There has been an emergence of persons proposing an opportunity for returns on investments (or some may use the term contribution) of up to 700% or even more in just 4 weeks. Sounds good right? As they say, if it sounds too good to be true, it probably is. Such a high percentage of returns do not just automatically appear, so you may wish to ask yourself at what expense are these gains realized?
Let’s explore this arrangement further. John starts a Modern Day Sou-Sou whereby he invites Peter and Mary to join with an initial investment of $500, based on the premise that they must also individually invite two other persons who will also invest $500. Those persons will also invite an additional two persons with the same investment amount and it continues. For John to realize an amount of $4000, 7 persons must participate in the Sou-Sou ($500 * 7, plus his $500 investment). However, if we are to strictly follow the circular structure, John would receive his funds when 15 persons join the sou-sou. Meaning that there would be an overage of $3500 which would go towards the next disbursement for Peter and Mary to receive their promised $4000 each. In order for Mary and Peter to receive their promised returns 31 persons must participate in the Sou-Sou, for thereafter the next set will receive their funds when 63 persons join, then 127 persons, 191 persons, 512 persons etc.
The fact of the matter is that this arrangement reflects a pyramid scheme. Persons are only guaranteed their returns plus gains based on their ability and the ability of others to get persons to participate. This is certainly not a new phenomenon, as it has existed in other parts of the world for years. It may also be termed as the “Blessing Loom’ and may be considered a Ponzi Scheme by some. Counties such as the UK, the US, Canada, and Jamaica we have seen persons both benefited and made losses as a result of their participation in such an arrangement. Case studies will show that the early participants or persons closest to the center of the circle will benefit, and this will entice others to participate in hopes of being as lucky as them. However, history has also taught us that there is always a slow in such an arrangement or complete crash at which point persons will lose their contributions and promised gains.
The Modern Day Sou-Sou presents several concerns for our economy which we all must consider. It is an avenue for illegal funds to enter the system and be comingled with legitimate funds. The existence of simultaneous looms and persons’ participation in multiple looms presents the opportunity for complex structures and for persons to be deceived. As the Sou-Sou grows it may become difficult to manage and persons may have to wait longer than the promised timeframe to receive their funds. The administrator may or may not be a trustworthy person and one who can efficiently manage such an arrangement in a safe manner.
It is imperative that individuals and financial institutions adequately assess such an arrangement to ensure that it is one with which they wish to engage. For example, at some point, a customer of a financial institution may wish to deposit funds that they have realized through this arrangement, or persons may wish to remit funds overseas to participate in such an arrangement. Financial institutions may now be faced with difficulties in identifying the participants of the Sou-Sou and by extension the source of the funds of their customers. Financial institutions are reminded of their obligations to ensure that the mandated know your customer, transactional, and record-keeping policies and procedures are adhered to. They must consider whether or not the underlying activity is in keeping with their risk appetite. They are also advised to contact their local regulatory agencies for further assistance in handling and assessing the risk of such arrangements.
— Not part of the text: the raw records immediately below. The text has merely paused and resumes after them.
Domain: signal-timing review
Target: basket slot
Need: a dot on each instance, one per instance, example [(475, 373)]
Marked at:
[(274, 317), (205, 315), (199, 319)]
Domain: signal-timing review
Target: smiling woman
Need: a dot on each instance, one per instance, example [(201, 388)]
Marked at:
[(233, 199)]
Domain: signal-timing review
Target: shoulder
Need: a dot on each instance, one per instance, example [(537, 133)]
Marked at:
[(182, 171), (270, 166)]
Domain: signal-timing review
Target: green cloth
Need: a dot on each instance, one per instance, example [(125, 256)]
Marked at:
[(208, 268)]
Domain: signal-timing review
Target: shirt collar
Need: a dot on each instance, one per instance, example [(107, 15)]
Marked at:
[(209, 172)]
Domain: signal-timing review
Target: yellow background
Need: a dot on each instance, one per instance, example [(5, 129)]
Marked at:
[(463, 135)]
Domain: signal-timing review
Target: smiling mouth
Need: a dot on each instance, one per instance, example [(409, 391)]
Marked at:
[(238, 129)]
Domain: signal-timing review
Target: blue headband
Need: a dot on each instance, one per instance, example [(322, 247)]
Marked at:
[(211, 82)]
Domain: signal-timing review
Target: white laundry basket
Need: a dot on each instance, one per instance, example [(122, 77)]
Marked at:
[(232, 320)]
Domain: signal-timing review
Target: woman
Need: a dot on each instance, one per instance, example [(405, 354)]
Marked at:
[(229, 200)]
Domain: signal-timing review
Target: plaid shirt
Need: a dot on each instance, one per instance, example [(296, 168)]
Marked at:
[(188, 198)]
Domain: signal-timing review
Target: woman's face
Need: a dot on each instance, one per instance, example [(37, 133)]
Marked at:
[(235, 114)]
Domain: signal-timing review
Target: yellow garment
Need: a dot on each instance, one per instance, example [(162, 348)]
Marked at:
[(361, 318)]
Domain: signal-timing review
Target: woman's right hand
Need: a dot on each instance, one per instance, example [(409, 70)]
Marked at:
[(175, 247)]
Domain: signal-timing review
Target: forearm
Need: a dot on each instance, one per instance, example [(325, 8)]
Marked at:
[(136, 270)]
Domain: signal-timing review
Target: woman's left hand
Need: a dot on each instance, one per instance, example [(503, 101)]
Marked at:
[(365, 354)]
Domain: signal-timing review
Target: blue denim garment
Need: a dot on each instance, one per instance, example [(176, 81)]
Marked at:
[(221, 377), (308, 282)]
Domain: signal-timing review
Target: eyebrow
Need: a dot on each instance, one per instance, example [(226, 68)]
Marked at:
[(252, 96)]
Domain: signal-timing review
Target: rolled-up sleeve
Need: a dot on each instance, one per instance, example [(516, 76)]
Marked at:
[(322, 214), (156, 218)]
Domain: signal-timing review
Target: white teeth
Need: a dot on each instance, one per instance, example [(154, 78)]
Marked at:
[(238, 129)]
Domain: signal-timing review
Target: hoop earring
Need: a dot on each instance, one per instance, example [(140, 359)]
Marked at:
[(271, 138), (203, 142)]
For the persons wishing to participate in such an arrangement, they are strongly advised to conduct adequate research on the Modern Day Sou-Sou; understand the structure and how it works. They must know how they fit into the structure and when and under what stipulations they will receive their initial contribution and promised returns. It must be understood that this is an informal arrangement at that the possibility exists that they may lose their contributions. Participants are urged to know who the administrator is and how the funds are safeguarded and look out for complex structures.